I have a symlink in /usr/src as follows: linux -> linux-4.6.0

The kernel in linux-4.6.0 has been prepared, compiled and configured.I have attempted to run the suggested commands "make oldconfig && make prepare" and as suspected it has no effect since I've already compiled the kernel and installed it.

----------

## i4dnf

For kernel 4.6.0 you need a patch for nvidia-drivers. There's no official release to support it yet.

You can put the patch from here (devtalk.nvidia.com) in a file named for example 01-kernel4.6.0-compat.patch in /etc/portage/patches/x11-drivers/nvidia-drivers-364.19/

Portage will then pick it up when emerging nvidia-drivers.
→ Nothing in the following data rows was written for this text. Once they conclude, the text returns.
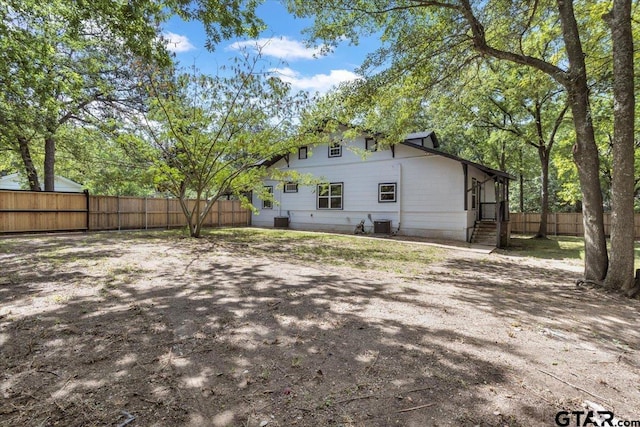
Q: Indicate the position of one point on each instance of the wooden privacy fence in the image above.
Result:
(33, 211)
(563, 223)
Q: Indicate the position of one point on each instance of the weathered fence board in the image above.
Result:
(29, 211)
(562, 223)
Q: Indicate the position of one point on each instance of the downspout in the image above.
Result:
(399, 196)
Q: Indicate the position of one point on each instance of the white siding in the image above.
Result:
(430, 192)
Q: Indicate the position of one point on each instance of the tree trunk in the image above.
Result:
(49, 162)
(585, 151)
(521, 195)
(30, 169)
(544, 203)
(620, 274)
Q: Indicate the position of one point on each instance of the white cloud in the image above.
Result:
(177, 43)
(317, 83)
(281, 48)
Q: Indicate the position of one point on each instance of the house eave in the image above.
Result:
(485, 169)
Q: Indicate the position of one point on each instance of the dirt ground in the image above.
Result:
(148, 329)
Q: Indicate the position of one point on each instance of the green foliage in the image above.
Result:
(209, 134)
(79, 62)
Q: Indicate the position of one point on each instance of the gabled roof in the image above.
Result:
(434, 138)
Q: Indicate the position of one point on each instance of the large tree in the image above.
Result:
(430, 40)
(64, 61)
(210, 134)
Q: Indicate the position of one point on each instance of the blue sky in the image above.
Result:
(283, 46)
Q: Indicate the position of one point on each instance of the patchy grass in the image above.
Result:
(328, 249)
(555, 247)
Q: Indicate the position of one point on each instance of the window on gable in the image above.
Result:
(370, 144)
(387, 192)
(335, 149)
(268, 204)
(416, 141)
(330, 196)
(291, 187)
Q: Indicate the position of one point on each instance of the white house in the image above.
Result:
(410, 189)
(15, 182)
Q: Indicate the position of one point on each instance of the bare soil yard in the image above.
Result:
(259, 328)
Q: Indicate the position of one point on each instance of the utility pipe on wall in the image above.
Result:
(399, 196)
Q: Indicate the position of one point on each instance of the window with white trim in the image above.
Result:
(330, 196)
(290, 187)
(335, 150)
(268, 204)
(370, 144)
(387, 192)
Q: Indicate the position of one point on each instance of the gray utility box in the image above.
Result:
(382, 226)
(281, 222)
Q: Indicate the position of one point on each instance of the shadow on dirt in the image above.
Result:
(184, 335)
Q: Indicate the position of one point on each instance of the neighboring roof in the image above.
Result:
(14, 182)
(434, 138)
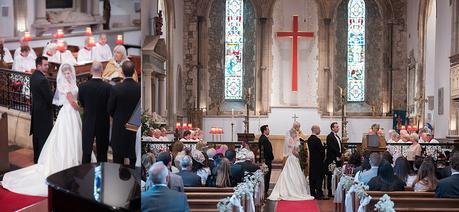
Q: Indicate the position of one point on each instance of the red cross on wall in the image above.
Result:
(294, 35)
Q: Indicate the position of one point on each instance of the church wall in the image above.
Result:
(178, 50)
(280, 120)
(7, 21)
(442, 76)
(281, 85)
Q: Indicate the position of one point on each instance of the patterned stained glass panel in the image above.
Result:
(234, 29)
(356, 51)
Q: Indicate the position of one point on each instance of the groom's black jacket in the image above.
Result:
(93, 96)
(42, 106)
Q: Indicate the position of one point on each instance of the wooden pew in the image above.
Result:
(394, 194)
(206, 198)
P.S. I've reported this as the thread might need to go to Unsupported Software.

----------

## sheep204

 *i4dnf wrote:*   

> For kernel 4.6.0 you need a patch for nvidia-drivers. There's no official release to support it yet.
> 
> You can put the patch from here (devtalk.nvidia.com) in a file named for example 01-kernel4.6.0-compat.patch in /etc/portage/patches/x11-drivers/nvidia-drivers-364.19/
> 
> Portage will then pick it up when emerging nvidia-drivers.
> ...

 

Thanks for answer.

----------

## pilla

Moved from Desktop Environments to Kernel & Hardware.

----------